How Tough Is Location Anonymization? Re-identifying 100K Real-User Trajectories in Japan
For practitioners and policymakers dealing with mobility data, the paper demonstrates that existing anonymization methods are insufficient for large-scale trajectory releases.
The paper stress-tests the anonymization of 100,000 real-user trajectories in Japan, showing that current sanitization techniques leave structural leakage that enables re-identification, while strong privacy parameters destroy utility.

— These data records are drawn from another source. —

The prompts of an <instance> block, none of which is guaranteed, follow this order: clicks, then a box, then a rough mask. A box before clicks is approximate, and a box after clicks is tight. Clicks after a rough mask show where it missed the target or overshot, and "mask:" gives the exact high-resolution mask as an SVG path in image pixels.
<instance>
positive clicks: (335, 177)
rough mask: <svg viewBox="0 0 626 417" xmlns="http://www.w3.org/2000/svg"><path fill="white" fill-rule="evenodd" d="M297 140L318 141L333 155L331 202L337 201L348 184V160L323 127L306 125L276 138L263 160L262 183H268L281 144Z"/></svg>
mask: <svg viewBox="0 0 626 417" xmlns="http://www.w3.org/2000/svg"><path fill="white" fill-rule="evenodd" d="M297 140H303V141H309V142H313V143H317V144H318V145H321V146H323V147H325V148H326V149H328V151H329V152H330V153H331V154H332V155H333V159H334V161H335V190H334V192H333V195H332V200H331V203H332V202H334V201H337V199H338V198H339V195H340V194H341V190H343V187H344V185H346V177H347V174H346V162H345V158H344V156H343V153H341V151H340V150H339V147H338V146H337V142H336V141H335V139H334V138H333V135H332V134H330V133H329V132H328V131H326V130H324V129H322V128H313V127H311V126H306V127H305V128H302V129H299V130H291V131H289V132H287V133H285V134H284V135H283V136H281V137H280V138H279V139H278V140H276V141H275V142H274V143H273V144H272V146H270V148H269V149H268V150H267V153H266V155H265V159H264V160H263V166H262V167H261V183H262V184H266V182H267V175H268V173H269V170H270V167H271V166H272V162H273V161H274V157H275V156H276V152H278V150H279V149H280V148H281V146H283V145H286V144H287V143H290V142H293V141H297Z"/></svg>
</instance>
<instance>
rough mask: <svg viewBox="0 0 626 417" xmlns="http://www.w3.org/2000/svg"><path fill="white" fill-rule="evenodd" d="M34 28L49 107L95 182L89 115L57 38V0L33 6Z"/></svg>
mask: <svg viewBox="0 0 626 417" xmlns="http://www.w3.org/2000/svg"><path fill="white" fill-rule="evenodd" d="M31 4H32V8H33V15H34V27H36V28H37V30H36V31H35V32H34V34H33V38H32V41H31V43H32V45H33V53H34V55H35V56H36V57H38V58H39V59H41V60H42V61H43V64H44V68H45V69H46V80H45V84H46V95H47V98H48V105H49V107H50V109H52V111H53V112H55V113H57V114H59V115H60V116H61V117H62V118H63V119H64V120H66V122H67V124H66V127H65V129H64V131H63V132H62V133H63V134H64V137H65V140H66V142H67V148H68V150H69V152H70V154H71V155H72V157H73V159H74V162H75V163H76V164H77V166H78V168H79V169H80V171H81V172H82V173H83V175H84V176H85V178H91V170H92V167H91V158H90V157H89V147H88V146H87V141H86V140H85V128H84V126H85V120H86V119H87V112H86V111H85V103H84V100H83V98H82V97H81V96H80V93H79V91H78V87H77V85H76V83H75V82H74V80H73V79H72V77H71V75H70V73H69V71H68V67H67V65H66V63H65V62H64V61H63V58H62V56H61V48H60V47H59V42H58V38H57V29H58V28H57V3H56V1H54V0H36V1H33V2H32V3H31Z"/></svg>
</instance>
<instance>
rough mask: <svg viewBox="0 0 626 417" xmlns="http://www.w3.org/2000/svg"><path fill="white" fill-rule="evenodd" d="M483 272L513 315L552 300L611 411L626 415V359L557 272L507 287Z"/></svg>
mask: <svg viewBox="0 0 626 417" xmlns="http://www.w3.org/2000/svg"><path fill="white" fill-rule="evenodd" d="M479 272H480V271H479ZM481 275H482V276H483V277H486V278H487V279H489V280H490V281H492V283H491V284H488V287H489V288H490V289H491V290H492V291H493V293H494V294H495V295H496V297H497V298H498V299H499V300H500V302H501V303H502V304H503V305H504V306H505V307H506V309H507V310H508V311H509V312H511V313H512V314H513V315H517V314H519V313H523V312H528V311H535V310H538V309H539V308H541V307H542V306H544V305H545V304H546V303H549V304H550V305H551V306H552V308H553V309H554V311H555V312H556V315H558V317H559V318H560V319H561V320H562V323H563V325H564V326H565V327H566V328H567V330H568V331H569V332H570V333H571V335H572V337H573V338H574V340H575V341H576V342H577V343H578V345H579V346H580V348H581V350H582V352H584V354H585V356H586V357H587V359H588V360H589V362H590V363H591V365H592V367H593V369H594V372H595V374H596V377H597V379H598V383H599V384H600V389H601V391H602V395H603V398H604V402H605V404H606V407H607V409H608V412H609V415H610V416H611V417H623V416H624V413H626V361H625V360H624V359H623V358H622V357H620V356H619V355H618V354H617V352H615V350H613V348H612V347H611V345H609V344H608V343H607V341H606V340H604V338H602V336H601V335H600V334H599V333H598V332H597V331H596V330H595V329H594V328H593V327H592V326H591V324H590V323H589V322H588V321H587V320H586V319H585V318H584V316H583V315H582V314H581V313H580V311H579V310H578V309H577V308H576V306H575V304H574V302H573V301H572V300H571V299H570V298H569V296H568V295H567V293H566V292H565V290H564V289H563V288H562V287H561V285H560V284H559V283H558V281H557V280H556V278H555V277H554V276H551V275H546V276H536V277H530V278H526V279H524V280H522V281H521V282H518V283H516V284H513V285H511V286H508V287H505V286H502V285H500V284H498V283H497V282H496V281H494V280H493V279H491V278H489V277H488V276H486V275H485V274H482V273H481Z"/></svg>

Mobility traces are among the most revealing forms of personal data, yet trajectory releases are often protected only by ad hoc transformations. We stress-test such practices on recently-released YJMob100K, an anonymized dataset of 100,000 user trajectories in Japan. First, we show that the applied protection leaves enough spatial and temporal structure to recover both the real-world geographic frame and the actual calendar timeline by exploiting density signatures, urban correlations, and temporal activity profiles. On top of this reconstruction, we quantify privacy risks through trajectory-level metrics that capture spatio-temporal k-anonymity, -point unicity, home-work and multi-anchor uniqueness, and exposure to secluded and sensitive locations. These metrics reveal extensive re-identification surfaces: a small number of observations, anchors, or sensitive venues often suffices to uniquely pinpoint users or their social neighborhoods. Finally, we evaluate representative sanitization strategies: geo-indistinguishability, local differential privacy, and aggressive spatial de-structuring; and observe a consistent pattern: strong privacy parameters destroy downstream utility, while utility-preserving settings leave structural leakage largely intact. Overall, our findings show that current sanitization techniques are insufficient for large-scale mobility data, and they highlight the urgent need for trajectory-aware privacy mechanisms and stronger publication standards.